7.本发明还提供了一种所述的蓝莓花色苷的制备方法，包括如下制备步骤：
8.(1)将蓝莓果实用提取剂提取，得到总提取物；
9.(2)所述总提取物经固液分离，得到上清液；
10.(3)浓缩所述上清液得到沉淀；
11.(4)所述沉淀加水配成溶液，经纯化、干燥后，得到蓝莓花色苷。
12.优选的，所述提取剂为甲醇、丙酮、水和甲酸按照体积比35～45：35～45： 15～25：0.05～1.5的混合物；所述蓝莓果实与提取剂的质量体积比为25～35g： 110～140ml。
13.优选的，所述提取为均质提取，所述均质提取的条件为100～200bar， 2～4
×
2～
4min。
14.优选的，所述纯化的方法为：用sep-pak c18柱分别以盐酸溶液、乙酸乙酯洗涤，然后用酸化甲醇洗脱；所述盐酸溶液的浓度为0.008～0.012％，用量为1.8～2.2倍柱体积；所述乙酸乙酯用量为1.8～2.2倍柱体积；所述酸化甲醇为含0.008～0.012％盐酸的甲醇溶液，用量为1.8～2.2倍柱体积。
15.本发明还提供了一种蓝莓花色苷，所述蓝莓花色苷包括如下重量份的成分：矢车菊素-3-葡萄糖苷85～95份、矢车菊素-3，5-二葡萄糖苷1～10份、芍药色素-3-葡萄糖苷1～10份。
16.本发明还提供了一种所述的蓝莓花色苷制备的功能食品，所述功能食品中所述蓝莓花色苷的含量为240～260mg/g。
17.优选的，所述功能食品中还包括药学或食品生产可接受的载体或添加剂；所述药学或食品生产可接受的载体或添加剂包括：矫味剂、填充剂、润滑剂、粘合剂。
18.优选的，所述矫味剂包括香精和/或甜味剂；所述填充剂为淀粉、糊精和纤维素中的一种或几种；所述润滑剂为硬脂酸镁、滑石粉和微粉硅胶中的一种或几种；所述粘合剂为淀粉浆、聚维酮和纤维素中的一种或几种。

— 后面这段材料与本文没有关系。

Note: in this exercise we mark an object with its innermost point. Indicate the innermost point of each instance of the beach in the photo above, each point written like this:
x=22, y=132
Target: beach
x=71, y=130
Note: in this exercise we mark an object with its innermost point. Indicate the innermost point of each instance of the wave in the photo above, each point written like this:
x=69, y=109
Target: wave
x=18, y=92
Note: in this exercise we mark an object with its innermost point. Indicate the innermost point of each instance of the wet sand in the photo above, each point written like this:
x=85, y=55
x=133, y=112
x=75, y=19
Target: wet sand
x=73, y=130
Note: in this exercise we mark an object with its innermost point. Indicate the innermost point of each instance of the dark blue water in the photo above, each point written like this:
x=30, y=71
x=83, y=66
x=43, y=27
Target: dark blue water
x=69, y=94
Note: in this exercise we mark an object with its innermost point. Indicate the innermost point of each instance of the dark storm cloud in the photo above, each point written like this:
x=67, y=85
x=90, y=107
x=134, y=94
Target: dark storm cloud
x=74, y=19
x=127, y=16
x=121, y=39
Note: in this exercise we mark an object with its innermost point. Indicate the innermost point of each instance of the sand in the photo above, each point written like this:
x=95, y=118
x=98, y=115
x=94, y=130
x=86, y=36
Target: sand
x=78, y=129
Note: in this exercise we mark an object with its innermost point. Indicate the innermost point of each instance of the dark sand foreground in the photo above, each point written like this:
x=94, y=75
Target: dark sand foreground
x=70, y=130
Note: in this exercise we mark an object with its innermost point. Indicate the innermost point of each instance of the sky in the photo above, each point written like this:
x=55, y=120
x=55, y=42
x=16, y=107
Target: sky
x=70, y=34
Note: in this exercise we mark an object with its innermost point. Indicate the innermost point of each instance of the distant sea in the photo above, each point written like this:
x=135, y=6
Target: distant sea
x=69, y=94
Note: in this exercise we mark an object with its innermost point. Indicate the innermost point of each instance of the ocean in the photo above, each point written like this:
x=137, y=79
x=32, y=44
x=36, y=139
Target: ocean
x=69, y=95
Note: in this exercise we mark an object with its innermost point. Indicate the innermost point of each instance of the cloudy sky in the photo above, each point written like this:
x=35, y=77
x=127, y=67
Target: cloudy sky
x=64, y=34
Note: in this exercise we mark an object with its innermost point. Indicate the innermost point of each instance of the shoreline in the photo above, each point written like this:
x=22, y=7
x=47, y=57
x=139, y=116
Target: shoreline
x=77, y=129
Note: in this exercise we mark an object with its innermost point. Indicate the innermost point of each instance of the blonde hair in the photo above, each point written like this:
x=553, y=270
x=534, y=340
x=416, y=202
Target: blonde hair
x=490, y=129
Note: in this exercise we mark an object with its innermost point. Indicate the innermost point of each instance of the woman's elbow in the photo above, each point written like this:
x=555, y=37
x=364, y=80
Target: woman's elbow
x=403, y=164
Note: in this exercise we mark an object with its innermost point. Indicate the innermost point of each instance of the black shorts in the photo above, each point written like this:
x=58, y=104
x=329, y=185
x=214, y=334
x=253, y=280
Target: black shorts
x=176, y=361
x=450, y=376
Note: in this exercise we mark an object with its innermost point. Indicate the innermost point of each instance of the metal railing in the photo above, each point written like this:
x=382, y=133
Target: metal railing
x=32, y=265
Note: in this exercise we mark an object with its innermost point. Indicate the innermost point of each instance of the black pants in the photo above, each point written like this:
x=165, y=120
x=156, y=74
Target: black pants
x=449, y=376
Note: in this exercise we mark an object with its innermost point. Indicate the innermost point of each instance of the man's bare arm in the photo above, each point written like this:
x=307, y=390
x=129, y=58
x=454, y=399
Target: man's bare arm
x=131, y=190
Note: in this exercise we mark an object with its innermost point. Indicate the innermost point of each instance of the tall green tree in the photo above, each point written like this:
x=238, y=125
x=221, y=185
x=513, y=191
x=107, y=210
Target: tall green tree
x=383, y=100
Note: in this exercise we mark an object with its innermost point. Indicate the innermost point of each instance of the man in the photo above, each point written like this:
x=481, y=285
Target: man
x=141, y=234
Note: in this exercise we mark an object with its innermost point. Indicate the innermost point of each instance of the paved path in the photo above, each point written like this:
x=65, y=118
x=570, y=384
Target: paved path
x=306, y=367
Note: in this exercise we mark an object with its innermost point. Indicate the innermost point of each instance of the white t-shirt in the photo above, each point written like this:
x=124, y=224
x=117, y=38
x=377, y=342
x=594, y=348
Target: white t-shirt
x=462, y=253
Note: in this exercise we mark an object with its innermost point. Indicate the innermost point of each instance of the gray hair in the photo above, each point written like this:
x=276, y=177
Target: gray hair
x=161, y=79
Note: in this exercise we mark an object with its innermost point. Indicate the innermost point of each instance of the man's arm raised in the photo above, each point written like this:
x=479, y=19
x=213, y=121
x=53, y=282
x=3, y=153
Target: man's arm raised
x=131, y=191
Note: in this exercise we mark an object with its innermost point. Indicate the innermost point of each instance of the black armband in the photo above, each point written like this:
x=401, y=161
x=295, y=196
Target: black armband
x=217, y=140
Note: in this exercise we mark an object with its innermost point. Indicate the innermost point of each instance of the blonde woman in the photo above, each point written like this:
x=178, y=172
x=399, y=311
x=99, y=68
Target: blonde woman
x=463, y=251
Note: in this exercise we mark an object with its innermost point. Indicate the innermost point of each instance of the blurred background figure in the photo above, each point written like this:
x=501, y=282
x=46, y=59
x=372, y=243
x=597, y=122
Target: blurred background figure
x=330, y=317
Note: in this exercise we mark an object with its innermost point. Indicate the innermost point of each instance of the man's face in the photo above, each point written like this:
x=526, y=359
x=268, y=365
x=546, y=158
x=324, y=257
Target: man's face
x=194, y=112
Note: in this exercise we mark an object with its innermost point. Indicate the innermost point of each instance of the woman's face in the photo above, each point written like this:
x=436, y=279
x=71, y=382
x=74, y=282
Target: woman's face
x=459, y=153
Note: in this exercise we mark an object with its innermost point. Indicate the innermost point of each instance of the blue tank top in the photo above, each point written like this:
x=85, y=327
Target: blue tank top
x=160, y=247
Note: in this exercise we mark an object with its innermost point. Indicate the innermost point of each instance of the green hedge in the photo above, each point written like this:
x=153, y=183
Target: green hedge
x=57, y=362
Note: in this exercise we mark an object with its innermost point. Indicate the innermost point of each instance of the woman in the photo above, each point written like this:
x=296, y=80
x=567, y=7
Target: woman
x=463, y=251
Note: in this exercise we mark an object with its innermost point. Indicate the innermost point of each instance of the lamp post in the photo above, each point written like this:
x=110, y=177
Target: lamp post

19.优选的，所述功能食品可制备成口服溶液、粉剂、颗粒剂、泡腾制剂、片剂、胶囊剂、缓释口服制剂；所述功能食品为酸奶、冰淇淋、果汁或米稀。
20.本发明应用丙烯酰胺灌胃的sd大鼠模拟丙烯酰胺暴露患者，来观察蓝莓花色苷抗丙烯酰胺诱导的海马和大脑皮层神经毒性的功效。研究发现，本发明提供的蓝莓花色苷可改善丙烯酰胺诱导的大鼠体重、摄食、饮水的减少及运动障碍；并通过抑制海马和皮层氧化应激和神经炎症，以减少神经元坏死和突触功能损伤。说明本发明提供的蓝莓花色苷能从多个方面改善丙烯酰胺神经毒性。本发明提供了一种安全、有效、易获取的改善丙烯酰胺神经毒性的治疗方案，也为蓝莓花色苷发掘了新的医疗用途。
附图说明
21.图1为实施例2中大鼠体重、摄食、饮水及运动能力；a为试验结束时代表性行为表现；b为试验第11、15、19天步态评分；c为体重变化；d为日均饲料摄入量；e为日均饮水量。

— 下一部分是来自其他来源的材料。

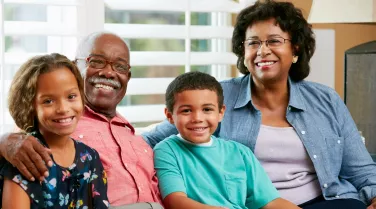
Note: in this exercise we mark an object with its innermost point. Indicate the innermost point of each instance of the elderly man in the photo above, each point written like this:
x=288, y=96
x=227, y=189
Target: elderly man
x=103, y=59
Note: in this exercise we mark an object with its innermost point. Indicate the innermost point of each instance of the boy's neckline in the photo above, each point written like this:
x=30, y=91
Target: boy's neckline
x=206, y=144
x=41, y=139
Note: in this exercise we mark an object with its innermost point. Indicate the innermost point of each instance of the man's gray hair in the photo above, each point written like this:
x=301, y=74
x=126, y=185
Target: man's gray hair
x=86, y=45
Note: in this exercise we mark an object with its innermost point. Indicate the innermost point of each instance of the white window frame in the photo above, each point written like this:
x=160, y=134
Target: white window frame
x=91, y=18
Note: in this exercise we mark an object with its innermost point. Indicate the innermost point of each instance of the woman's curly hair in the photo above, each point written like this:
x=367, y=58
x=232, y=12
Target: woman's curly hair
x=24, y=86
x=290, y=20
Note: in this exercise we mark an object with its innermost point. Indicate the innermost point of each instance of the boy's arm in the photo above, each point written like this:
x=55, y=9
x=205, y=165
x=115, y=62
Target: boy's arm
x=179, y=200
x=158, y=133
x=14, y=197
x=280, y=203
x=25, y=153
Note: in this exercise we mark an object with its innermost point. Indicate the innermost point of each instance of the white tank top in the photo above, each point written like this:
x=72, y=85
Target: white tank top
x=287, y=163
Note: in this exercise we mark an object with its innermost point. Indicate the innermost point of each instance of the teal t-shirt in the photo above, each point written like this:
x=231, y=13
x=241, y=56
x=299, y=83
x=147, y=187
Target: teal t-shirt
x=225, y=173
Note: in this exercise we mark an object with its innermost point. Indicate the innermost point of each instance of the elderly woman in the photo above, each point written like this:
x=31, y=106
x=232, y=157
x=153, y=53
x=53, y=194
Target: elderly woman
x=301, y=131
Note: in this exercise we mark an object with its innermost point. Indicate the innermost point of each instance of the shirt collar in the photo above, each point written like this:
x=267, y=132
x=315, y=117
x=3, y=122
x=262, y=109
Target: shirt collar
x=245, y=94
x=118, y=119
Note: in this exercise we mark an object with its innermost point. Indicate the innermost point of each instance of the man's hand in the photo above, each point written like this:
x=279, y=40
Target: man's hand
x=27, y=154
x=373, y=204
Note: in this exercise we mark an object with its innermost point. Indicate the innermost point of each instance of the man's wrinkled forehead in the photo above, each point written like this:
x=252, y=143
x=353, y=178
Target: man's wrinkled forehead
x=111, y=47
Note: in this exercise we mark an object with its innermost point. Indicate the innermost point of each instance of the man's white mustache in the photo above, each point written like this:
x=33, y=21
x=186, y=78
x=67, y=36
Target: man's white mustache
x=105, y=81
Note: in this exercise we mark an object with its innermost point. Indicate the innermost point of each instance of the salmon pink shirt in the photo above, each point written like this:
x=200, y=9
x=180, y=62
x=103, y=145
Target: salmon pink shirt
x=127, y=159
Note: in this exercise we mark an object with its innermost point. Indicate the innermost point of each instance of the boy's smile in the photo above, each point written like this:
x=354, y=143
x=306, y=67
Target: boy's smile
x=196, y=114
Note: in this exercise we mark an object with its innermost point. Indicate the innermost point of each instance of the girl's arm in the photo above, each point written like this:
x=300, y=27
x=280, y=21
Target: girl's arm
x=179, y=200
x=14, y=197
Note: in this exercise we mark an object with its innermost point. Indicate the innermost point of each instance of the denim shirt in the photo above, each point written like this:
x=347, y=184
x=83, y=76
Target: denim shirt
x=343, y=165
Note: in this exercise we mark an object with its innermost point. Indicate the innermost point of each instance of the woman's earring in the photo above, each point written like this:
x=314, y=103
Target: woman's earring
x=294, y=59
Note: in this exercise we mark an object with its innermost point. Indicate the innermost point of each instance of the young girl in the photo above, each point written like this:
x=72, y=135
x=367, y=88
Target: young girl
x=46, y=101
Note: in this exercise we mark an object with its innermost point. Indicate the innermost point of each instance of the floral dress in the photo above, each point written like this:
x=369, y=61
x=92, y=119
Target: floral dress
x=83, y=185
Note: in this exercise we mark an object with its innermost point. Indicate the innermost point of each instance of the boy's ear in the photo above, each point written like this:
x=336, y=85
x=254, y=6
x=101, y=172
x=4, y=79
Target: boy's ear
x=169, y=116
x=222, y=112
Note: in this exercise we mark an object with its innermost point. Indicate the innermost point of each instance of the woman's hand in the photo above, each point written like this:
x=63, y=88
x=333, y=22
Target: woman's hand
x=373, y=204
x=27, y=154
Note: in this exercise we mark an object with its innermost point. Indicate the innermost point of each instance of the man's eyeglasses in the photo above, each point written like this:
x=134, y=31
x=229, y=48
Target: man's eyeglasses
x=271, y=42
x=99, y=62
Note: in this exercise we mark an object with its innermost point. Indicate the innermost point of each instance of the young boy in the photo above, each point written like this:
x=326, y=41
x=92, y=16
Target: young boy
x=198, y=170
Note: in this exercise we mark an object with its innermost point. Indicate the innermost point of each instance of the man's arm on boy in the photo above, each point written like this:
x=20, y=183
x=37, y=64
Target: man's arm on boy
x=14, y=197
x=25, y=153
x=179, y=200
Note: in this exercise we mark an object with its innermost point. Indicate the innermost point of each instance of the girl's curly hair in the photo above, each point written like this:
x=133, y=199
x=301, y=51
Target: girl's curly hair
x=23, y=88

22.图2为实施例3中大鼠的海马和大脑皮层神经元组织形态学；a为苏木精-伊红(h&e)染色；b为坏死神经元百分比。
23.图3为实施例3中大鼠海马和大脑皮层突触体相关蛋白25(snap-25) 表达；a为western blot检测条带；b为相对表达量。

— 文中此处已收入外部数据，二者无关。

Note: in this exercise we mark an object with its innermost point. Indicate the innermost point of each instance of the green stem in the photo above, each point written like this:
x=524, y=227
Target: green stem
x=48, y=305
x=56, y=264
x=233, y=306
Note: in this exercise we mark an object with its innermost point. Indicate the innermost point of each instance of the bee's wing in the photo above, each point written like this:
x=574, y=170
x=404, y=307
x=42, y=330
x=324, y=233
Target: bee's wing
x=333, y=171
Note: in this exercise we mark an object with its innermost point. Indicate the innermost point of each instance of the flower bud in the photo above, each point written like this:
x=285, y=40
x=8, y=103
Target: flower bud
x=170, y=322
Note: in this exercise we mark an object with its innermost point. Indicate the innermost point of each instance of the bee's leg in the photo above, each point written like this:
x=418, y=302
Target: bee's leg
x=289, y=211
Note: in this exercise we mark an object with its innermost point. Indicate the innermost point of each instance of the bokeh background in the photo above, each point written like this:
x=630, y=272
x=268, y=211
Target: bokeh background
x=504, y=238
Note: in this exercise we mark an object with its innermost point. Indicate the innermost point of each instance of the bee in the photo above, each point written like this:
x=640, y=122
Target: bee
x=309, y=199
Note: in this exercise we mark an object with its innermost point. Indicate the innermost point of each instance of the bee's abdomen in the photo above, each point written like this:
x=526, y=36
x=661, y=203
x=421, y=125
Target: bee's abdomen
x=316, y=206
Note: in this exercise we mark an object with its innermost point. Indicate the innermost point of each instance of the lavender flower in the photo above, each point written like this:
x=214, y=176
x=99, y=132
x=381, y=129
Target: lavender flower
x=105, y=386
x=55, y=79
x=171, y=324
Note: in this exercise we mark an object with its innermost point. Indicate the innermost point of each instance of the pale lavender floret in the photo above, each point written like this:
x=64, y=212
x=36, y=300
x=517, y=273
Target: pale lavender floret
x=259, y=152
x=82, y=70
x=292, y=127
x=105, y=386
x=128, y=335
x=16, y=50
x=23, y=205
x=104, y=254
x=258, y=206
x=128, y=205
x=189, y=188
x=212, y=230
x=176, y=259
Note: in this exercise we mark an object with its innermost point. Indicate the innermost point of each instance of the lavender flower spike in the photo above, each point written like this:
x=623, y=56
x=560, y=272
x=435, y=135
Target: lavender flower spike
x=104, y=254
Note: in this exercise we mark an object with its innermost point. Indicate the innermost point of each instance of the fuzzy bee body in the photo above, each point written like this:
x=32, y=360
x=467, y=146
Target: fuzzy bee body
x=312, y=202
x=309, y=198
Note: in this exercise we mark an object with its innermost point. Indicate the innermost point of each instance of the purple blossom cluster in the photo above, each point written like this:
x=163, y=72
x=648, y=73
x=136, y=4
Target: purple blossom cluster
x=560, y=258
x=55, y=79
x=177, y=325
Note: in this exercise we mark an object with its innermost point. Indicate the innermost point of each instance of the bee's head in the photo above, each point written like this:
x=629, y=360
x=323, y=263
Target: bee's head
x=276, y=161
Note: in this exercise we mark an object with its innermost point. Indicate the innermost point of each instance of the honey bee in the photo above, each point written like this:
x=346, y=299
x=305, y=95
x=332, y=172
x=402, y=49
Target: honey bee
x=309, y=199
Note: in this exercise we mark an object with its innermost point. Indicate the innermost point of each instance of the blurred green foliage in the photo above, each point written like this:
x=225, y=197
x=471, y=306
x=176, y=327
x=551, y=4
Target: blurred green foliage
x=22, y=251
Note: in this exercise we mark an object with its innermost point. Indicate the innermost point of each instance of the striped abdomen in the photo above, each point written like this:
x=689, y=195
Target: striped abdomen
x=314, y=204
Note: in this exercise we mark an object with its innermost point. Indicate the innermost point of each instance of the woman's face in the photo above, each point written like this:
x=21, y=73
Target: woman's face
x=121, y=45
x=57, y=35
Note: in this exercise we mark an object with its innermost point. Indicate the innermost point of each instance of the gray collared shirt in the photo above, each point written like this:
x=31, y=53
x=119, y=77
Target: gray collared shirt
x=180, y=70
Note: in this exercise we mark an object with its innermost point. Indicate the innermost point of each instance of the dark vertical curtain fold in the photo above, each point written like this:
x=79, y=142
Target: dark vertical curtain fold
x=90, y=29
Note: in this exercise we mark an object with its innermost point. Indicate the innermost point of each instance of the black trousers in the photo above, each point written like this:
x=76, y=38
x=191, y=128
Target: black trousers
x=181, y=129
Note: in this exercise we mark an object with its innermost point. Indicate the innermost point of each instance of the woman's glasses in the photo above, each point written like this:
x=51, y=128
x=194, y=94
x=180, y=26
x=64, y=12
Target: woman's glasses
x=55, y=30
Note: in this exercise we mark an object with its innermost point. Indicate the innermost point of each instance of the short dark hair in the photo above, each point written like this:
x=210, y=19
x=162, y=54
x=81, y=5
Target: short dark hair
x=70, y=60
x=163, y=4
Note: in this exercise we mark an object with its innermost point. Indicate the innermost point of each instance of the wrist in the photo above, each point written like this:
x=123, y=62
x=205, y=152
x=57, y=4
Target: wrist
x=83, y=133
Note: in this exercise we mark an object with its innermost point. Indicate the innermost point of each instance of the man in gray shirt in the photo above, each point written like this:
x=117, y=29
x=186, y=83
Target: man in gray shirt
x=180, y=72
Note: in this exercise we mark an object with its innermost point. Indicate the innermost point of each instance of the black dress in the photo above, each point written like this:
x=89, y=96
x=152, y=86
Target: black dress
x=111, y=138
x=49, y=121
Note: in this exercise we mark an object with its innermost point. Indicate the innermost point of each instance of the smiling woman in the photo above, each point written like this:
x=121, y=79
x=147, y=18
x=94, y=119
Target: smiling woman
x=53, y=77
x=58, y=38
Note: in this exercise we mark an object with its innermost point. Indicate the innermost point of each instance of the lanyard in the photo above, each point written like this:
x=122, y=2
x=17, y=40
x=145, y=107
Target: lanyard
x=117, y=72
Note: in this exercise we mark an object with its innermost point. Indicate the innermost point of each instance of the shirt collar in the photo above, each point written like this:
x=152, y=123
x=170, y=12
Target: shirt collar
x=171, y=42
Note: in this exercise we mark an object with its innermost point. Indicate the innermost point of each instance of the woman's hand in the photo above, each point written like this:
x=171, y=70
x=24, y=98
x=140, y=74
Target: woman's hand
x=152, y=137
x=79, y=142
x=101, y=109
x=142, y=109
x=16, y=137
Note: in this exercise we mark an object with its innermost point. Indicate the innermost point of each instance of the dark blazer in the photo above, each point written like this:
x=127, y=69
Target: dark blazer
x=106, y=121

24.图4为实施例4中大鼠海马、大脑皮层中丙二醛含量；a为海马中含量； b为大脑皮层中含量。
25.图5为实施例4中大鼠海马、大脑皮层中谷胱甘肽含量；a为海马中含量；b为大脑皮层中含量。
26.图6为实施例4中大鼠海马、大脑皮层中谷胱甘肽过氧化物酶含量；a 为海马中含量；b为大脑皮层中含量。
27.图7为实施例4中大鼠海马、大脑皮层中过氧化氢酶含量；a为海马中含量；b为大脑皮层中含量。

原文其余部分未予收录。